LOS ANGELES (Reuters) - A antologia distópica "Black Mirror" estreará sua terceira temporada com o Netflix, seu novo parceiro, nesta sexta-feira, retornando com seis histórias independentes que exploram as consequências ruins de um mundo digitalmente conectado.

A série funciona como Fábulas de Esopo da era moderna, que se passa em uma realidade alternativa similar à sociedade dos dias atuais e centrada no impacto da tecnologia na humanidade.

"A tecnologia assume o lugar de como o sobrenatural funcionaria em programas como 'Além da Imaginação' ou 'Contos do Inesperado'", disse à Reuters Charlie Brooker, criador de Black Mirror.

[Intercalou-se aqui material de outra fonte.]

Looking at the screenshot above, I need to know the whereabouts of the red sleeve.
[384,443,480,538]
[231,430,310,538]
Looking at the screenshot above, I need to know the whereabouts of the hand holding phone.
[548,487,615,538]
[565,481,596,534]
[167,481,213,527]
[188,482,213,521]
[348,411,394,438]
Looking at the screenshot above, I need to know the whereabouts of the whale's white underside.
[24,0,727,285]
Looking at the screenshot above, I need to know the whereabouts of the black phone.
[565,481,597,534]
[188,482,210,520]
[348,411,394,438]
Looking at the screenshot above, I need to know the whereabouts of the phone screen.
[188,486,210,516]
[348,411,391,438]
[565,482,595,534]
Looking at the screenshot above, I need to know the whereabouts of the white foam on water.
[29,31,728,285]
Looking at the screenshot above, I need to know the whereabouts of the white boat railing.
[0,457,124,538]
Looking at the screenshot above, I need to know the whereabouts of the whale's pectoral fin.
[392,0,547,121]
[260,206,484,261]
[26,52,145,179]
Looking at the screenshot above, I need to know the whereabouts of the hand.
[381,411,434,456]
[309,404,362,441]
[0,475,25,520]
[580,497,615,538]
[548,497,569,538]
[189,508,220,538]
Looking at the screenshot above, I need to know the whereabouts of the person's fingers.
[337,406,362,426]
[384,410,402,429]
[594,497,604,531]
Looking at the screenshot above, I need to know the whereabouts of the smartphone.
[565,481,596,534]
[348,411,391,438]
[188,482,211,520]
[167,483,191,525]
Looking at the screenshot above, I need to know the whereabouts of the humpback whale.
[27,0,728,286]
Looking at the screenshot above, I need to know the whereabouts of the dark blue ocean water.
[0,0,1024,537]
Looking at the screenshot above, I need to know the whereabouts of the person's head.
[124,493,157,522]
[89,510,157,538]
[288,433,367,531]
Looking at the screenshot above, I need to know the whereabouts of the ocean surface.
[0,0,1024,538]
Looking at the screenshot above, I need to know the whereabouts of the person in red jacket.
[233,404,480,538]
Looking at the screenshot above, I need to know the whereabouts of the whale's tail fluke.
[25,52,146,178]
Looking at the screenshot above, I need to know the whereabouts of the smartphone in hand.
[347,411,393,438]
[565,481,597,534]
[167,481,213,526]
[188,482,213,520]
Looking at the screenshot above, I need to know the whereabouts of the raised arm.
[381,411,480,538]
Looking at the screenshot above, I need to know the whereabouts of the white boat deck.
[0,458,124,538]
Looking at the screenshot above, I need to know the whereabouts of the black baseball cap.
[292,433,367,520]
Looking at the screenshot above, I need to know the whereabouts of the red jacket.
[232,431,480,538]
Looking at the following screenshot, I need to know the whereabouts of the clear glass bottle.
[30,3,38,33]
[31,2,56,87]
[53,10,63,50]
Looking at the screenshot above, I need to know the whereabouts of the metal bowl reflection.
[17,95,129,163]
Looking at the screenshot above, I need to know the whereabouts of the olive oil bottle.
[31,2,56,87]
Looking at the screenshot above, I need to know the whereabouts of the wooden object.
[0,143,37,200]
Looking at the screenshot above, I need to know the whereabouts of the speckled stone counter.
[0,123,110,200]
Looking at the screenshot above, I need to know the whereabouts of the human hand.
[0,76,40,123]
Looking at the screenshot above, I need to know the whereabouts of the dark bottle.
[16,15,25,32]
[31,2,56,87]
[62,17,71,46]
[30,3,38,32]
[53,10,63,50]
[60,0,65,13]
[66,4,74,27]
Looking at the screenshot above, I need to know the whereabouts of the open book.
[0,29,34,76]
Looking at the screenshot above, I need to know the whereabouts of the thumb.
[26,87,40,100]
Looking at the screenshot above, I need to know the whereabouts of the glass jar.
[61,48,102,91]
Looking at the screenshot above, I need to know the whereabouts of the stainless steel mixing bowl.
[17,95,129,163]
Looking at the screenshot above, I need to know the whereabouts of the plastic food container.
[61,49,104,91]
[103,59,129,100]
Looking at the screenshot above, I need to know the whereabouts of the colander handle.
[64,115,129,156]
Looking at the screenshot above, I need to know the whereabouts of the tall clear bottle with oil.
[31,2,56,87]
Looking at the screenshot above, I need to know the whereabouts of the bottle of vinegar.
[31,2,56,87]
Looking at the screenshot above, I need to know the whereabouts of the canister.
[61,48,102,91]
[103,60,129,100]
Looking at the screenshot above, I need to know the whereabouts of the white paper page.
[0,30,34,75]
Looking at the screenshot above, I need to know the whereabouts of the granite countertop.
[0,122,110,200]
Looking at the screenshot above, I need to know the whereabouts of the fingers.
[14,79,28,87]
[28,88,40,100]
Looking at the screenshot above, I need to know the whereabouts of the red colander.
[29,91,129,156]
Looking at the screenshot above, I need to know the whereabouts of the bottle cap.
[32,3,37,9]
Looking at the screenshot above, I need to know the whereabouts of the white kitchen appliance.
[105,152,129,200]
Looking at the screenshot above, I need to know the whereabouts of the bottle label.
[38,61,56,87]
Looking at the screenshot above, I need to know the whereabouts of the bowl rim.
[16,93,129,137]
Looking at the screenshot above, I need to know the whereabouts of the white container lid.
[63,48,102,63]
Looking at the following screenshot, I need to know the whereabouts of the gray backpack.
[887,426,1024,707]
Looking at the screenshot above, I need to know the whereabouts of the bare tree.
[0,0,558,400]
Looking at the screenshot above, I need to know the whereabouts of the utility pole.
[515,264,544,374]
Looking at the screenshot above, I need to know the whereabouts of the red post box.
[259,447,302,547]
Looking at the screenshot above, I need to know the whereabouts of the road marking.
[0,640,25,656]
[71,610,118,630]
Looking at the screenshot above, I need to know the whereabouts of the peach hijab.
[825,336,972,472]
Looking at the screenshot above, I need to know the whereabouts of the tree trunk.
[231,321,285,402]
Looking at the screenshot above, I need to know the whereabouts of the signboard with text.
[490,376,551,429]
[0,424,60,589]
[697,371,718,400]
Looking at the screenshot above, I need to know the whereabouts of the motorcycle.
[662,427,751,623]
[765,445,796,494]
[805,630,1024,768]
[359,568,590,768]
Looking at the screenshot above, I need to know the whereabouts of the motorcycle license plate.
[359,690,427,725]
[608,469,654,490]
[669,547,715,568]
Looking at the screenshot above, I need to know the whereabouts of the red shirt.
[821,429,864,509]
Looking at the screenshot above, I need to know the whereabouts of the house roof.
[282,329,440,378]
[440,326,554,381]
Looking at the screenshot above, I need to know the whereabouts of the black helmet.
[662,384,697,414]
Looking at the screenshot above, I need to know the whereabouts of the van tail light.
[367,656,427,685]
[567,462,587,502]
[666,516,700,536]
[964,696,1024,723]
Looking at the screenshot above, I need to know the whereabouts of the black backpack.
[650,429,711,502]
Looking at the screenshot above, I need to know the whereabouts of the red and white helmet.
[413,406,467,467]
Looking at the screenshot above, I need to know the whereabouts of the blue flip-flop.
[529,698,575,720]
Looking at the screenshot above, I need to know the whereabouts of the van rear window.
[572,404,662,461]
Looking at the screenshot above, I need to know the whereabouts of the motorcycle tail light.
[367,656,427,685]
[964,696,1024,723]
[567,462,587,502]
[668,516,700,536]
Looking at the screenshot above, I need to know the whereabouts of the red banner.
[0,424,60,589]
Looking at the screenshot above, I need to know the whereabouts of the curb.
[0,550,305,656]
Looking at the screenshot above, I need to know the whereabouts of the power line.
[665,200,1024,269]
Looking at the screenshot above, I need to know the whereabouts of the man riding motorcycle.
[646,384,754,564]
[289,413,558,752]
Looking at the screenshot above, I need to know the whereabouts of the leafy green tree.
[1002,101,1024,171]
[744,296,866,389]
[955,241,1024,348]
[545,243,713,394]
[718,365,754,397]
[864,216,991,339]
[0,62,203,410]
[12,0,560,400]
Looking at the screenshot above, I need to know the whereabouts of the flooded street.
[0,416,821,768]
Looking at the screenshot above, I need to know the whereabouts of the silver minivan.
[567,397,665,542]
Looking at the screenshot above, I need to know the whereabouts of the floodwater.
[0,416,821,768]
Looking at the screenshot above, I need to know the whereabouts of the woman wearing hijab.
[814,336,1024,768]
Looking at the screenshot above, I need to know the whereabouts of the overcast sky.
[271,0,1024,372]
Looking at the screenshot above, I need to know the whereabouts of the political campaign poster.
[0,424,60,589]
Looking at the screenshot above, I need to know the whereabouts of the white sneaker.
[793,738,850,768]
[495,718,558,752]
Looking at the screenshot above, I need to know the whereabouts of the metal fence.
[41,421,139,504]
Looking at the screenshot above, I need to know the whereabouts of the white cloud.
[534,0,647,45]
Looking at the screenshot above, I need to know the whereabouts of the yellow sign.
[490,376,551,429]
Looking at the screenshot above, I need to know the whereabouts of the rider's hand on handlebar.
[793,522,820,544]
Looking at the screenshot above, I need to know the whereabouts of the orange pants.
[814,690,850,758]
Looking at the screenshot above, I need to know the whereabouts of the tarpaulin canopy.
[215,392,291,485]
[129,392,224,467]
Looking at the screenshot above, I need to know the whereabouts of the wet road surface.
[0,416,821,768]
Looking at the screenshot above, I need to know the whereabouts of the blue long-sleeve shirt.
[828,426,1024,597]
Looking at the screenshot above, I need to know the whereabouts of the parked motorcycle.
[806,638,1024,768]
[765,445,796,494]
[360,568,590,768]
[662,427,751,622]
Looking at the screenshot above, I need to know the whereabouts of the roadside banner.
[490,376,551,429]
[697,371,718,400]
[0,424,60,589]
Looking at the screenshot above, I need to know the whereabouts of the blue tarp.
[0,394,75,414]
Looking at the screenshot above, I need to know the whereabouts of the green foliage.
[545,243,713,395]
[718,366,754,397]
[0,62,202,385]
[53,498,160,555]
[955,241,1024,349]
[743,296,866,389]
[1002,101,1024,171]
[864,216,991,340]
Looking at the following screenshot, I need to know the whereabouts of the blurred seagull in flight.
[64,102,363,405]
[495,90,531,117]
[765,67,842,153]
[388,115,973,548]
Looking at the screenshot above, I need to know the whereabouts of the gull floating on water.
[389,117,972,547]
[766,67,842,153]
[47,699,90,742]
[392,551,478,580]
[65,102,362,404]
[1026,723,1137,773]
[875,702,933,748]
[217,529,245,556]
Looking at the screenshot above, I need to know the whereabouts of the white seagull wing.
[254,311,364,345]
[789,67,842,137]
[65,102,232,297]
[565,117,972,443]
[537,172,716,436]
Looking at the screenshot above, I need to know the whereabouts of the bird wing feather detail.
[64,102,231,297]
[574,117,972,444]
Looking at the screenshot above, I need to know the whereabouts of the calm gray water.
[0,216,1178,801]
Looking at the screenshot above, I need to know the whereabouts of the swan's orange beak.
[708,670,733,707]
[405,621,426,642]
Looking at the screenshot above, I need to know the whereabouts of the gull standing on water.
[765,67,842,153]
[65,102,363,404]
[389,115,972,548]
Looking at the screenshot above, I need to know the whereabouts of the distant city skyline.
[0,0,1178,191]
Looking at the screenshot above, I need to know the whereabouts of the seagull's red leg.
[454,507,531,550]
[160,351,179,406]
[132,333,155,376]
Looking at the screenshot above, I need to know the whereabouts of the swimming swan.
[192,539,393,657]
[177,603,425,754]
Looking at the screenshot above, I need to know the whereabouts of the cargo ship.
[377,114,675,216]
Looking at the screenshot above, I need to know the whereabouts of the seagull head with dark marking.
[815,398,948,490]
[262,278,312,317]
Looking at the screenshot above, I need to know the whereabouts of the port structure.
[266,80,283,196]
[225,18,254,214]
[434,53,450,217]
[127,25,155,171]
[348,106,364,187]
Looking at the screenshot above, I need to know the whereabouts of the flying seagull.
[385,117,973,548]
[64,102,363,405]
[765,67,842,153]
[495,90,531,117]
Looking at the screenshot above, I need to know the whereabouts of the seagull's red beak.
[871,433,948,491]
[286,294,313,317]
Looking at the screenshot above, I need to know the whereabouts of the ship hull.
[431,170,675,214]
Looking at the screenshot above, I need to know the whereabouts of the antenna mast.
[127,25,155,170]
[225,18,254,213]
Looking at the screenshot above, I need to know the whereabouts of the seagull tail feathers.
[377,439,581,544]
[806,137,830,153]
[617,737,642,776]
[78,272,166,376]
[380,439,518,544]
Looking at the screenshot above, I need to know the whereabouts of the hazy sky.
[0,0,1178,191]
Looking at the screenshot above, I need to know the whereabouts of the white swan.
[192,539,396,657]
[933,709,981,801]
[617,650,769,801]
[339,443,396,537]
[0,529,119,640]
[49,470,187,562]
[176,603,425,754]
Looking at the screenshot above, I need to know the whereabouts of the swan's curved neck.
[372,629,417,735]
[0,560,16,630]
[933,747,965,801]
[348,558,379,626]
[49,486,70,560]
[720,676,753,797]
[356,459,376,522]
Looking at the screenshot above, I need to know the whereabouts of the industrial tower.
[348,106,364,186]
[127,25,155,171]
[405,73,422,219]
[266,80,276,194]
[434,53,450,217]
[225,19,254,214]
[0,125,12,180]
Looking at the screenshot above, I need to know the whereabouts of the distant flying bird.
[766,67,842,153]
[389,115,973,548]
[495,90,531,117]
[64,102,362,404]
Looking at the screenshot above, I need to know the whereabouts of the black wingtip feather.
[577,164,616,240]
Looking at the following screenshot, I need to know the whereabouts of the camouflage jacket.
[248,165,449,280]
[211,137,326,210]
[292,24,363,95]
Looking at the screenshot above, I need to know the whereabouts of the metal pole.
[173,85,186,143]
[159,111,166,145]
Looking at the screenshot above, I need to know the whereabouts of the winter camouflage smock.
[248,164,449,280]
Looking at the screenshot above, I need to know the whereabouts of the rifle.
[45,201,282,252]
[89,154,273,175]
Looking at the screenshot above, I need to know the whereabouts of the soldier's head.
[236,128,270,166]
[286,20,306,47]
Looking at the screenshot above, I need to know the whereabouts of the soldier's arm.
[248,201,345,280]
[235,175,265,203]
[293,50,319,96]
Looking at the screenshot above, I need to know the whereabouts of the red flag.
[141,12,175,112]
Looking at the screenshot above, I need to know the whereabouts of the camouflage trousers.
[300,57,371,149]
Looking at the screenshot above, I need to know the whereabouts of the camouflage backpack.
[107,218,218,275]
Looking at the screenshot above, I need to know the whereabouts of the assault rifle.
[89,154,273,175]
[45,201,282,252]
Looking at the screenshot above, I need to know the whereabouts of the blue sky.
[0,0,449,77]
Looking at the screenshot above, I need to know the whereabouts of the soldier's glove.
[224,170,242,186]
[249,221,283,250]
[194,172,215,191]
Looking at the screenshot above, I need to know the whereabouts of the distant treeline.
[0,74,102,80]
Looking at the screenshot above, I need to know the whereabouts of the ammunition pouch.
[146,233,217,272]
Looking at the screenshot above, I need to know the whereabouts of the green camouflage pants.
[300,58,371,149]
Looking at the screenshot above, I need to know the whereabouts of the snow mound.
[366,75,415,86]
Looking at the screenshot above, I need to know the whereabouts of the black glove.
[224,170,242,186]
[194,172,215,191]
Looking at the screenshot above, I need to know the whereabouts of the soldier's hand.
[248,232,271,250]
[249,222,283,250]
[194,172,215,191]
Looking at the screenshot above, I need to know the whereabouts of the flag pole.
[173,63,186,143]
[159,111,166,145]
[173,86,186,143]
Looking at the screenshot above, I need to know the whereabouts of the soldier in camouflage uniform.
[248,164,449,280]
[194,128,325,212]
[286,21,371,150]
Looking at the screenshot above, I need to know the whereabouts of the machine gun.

"No mundo de hoje, nós estamos acostumados que a tecnologia faça coisas que há cinco anos teriam feito nossas cabeças girarem com o espanto."

Black Mirror estreou na televisão do Reino Unido em 2011 com três episódios, incluindo um em que um primeiro ministro fictício do Reino Unido é forçado a fazer sexo com um porco na televisão ao vivo. A segunda temporada estreou em 2011 e ambas foram adicionadas ao Netflix em 2014, chegando rapidamente ao público norte-americano.

A estreia da nova temporada será com "Nosedive", episódio em que Bryce Dallas Howard interpreta uma mulher que está tentando ganhar curtidas em uma sociedade em que todos são constantemente classificados em um aplicativo de redes sociais.